LLM Farcaster Frame

2024-02-02

Kawase
View on Warpcast
The LLM Frame

Frames launched on Jan 26th and brought parabolic daily active user growth to the Farcaster protocol. At first, frames allowed images and buttons which would let the user program an endpoint to receive POST requests and handle button clicks. A week later, frames supported a text input field. Immediately, I started thinking of taking the text a user types and running it through an LLM to do something. What could I do? I had been posting a lot about art and history, and I came across a beautiful print by Hasui Kawase. I thought it would be neat to have the frame prompt the user for their thoughts on the piece, and respond with an LLM one-liner.

How Could I Do That?

The first frame with the text input could easily be setup with the Farcaster opengraph tags. Just check the frame docs for how to do this. All I needed was the tag for the input field, image and the API URL for the POST request that would trigger on button click. Once you have the first frame, then you need the API route to process the text input and return a response. The fun part.

The API Route

The API route is a simple Next.js API route. It takes the input text and sends it to OpenAI's GPT-3.5-turbo model with a prompt to poke fun at the user's input.
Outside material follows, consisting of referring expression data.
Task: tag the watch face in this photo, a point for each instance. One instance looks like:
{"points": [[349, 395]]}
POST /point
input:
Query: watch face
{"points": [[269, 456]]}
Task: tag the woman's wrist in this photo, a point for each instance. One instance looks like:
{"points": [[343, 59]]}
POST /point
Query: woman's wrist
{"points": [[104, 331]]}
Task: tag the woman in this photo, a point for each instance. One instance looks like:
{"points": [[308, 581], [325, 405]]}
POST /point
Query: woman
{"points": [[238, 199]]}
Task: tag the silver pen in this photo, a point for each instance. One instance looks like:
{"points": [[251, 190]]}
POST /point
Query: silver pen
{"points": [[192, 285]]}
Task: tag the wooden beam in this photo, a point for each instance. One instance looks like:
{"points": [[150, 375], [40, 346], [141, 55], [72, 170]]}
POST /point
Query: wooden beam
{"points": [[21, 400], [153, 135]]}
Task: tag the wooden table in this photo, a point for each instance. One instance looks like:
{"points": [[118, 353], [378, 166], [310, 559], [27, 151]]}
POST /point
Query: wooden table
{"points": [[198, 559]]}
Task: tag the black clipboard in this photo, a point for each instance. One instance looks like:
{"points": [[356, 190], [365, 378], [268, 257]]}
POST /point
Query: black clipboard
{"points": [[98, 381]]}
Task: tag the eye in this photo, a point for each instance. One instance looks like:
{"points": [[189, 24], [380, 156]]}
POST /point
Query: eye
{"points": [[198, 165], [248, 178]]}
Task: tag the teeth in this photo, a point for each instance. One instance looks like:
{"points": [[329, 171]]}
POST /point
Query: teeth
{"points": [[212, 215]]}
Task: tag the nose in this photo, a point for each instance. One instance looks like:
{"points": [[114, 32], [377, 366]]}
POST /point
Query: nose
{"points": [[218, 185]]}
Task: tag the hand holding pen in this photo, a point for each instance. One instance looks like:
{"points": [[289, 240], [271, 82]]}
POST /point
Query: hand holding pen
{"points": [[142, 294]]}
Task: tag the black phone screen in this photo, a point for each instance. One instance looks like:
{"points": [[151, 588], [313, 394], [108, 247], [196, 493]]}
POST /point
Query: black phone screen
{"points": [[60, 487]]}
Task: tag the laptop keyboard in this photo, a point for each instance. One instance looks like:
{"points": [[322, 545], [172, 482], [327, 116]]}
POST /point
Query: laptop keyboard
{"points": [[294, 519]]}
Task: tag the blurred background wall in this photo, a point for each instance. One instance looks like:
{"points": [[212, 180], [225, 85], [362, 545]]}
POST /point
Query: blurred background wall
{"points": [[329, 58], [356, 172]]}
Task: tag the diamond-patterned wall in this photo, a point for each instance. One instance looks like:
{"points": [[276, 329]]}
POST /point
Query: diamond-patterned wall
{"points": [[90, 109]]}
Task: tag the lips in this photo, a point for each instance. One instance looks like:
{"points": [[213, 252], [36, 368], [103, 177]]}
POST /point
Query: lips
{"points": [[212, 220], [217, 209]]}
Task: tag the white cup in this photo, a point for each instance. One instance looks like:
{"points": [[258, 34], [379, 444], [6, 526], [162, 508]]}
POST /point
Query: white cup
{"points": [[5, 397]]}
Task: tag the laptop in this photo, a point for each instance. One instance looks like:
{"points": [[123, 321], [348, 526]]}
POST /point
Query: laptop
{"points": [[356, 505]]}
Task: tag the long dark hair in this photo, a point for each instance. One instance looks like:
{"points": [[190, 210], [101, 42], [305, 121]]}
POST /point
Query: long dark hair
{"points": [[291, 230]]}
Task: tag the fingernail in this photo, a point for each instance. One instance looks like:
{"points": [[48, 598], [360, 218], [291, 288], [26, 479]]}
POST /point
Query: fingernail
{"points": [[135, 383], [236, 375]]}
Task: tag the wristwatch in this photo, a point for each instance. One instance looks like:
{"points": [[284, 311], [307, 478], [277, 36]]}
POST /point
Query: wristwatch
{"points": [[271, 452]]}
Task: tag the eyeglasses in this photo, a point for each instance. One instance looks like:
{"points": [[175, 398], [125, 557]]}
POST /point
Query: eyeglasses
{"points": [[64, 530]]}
const { untrustedData } = req.body;
const inputText = untrustedData.inputText;

const openai = new OpenAI({
  apiKey: process.env.OPENAI_API_KEY,
});

const response = await openai.chat.completions.create({
  messages: [
    {
      role: "system",
      content: `The user is looking at an art piece by Hasui Kawase and this is their thoughts. Give a funny one-liner response, poking fun at them: ${inputText}`,
    },
  ],
  model: "gpt-3.5-turbo",
});

const imgText = response.choices[0].message.content.trim();
The response from OpenAI is then used to create an image with the LLM's response. I used the napi-rs/canvas package to create the image. The image is just a simple black text on a white background. At the time, frames only supported 1.91:1 aspect ratio, so the image had to maintain that. The function looks like this:
export async function createTextImage(text) {
  const ratio = 1.9;
  const width = 800;
  const height = width / ratio;
  const canvas = createCanvas(width, height);
  const context = canvas.getContext("2d");

  context.fillStyle = "#fff";
  context.fillRect(0, 0, width, height);

  context.fillStyle = "#000";
  context.font = "30px Arial";
  context.textAlign = "left";
  context.textBaseline = "top";

  const lines = [];
  const words = text.split(" ");
  let currentLine = words[0];

  for (let i = 1; i < words.length; i++) {
    const word = words[i];
    const width = context.measureText(currentLine + " " + word).width;
    if (width < canvas.width) {
      currentLine += " " + word;
    } else {
      lines.push(currentLine);
      currentLine = word;
    }
  }
  lines.push(currentLine);

  const lineHeight = 30;
  let y = (canvas.height - lines.length * lineHeight) / 2;

  for (const line of lines) {
    context.fillText(line, 10, y);
    y += lineHeight;
  }

  const buffer = canvas.toBuffer("image/png");
  const base64Image = buffer.toString("base64");
  return base64Image;
}
The image is then uploaded to Imgur with a simple API call and the Imgur URL is sent back to the frame, which displays the image to the user.